12 U.S. Code § 3017 - Bonds, debentures, notes and other evidences of indebtedness
The Bank is authorized to obtain funds through the public or private sale of its bonds, debentures, notes, and other evidences of indebtedness. Such obligations shall be issued at such times, bear interest at such rates, and contain such terms and conditions as the Board shall determine: Provided, however, That the amount of such obligations which may be outstanding at any one time pursuant to this section shall not exceed ten times the paid-in capital and surplus of the Bank.

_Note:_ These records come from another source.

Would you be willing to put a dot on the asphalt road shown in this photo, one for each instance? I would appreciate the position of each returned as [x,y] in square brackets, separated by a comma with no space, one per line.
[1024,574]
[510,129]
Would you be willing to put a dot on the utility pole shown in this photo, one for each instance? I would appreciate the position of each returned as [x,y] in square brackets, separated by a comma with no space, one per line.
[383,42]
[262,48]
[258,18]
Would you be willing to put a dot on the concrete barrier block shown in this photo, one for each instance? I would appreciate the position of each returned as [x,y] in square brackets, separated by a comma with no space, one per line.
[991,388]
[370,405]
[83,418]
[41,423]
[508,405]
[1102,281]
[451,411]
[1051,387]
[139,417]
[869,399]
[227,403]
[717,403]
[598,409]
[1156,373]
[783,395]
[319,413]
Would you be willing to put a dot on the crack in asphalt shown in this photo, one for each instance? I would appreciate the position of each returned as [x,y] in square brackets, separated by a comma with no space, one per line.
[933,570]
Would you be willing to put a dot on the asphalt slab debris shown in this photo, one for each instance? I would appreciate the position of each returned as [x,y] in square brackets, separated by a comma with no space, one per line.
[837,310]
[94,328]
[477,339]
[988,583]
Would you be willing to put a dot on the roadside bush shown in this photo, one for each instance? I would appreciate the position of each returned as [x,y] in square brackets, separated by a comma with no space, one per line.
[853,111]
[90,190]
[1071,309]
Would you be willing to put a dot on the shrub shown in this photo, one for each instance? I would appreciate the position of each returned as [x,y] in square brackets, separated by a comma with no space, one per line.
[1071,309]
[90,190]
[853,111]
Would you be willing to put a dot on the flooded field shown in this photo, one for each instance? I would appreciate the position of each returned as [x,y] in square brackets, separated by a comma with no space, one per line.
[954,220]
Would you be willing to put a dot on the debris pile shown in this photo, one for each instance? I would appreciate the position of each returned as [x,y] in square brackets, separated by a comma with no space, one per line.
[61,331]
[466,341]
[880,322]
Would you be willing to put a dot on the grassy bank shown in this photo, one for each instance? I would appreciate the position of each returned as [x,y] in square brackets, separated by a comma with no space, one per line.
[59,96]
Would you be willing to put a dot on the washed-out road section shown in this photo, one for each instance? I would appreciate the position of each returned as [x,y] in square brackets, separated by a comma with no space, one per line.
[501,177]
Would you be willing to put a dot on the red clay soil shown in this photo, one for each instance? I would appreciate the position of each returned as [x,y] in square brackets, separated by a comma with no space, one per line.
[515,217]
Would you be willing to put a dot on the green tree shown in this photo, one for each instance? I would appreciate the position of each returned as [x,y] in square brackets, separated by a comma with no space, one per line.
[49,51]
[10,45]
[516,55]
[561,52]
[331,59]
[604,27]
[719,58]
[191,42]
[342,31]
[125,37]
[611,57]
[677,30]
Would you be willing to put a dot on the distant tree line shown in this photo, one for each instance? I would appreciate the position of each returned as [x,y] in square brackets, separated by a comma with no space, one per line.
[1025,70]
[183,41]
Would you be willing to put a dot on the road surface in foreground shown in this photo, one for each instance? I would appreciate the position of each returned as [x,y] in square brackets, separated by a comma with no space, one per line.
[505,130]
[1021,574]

The Bank may purchase its own obligations, and may provide for the sale of any such obligations through a fiscal agent or agents, by negotiation, offer, bid, syndicate sale, or otherwise, and may deliver such obligations by book entry, wire transfer, or such other means as may be appropriate.
Obligations issued under this section shall not be guaranteed by the United States and shall not constitute a debt or obligation of the United States or any agency or instrumentality thereof other than the Bank.

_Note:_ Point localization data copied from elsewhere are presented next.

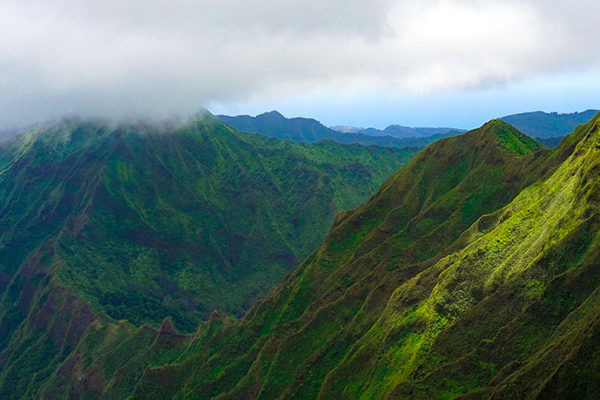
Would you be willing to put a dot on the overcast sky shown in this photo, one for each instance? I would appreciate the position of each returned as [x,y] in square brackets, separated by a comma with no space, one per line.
[368,63]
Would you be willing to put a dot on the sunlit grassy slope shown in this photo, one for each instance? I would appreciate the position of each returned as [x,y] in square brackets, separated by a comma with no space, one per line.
[141,222]
[446,295]
[472,273]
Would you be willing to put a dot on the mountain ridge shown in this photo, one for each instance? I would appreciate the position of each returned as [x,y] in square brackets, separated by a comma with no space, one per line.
[310,130]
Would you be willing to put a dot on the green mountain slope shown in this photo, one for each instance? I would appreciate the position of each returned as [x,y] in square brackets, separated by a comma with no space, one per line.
[140,222]
[544,125]
[472,273]
[315,333]
[504,309]
[308,130]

1981—Subsec. (a). Pub. L. 97–35, § 394(g)(1), struck out requirement respecting consultation with the Secretary of the Treasury.

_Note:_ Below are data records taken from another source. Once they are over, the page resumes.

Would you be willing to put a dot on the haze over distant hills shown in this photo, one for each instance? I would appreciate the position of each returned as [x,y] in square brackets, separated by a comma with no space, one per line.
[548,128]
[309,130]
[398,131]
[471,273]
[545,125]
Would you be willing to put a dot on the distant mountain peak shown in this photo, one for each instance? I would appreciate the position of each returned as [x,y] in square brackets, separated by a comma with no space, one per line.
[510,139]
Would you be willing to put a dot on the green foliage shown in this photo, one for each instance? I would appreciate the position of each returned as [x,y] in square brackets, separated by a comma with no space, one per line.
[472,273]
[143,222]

Subsecs. (b) to (d). Pub. L. 97–35, § 396(d), redesignated subsecs. (c) and (d) as (b) and (c), respectively, and struck out former subsec. (b) relating to discretionary authority for issuance to and purchase by Secretary of Treasury.
Amendment by section 396(d) of Pub. L. 97–35 effective on the day after the Final Government Equity Redemption Date (Dec. 31, 1981), see section 396(i) of Pub. L. 97–35, set out as a note under section 3011 of this title.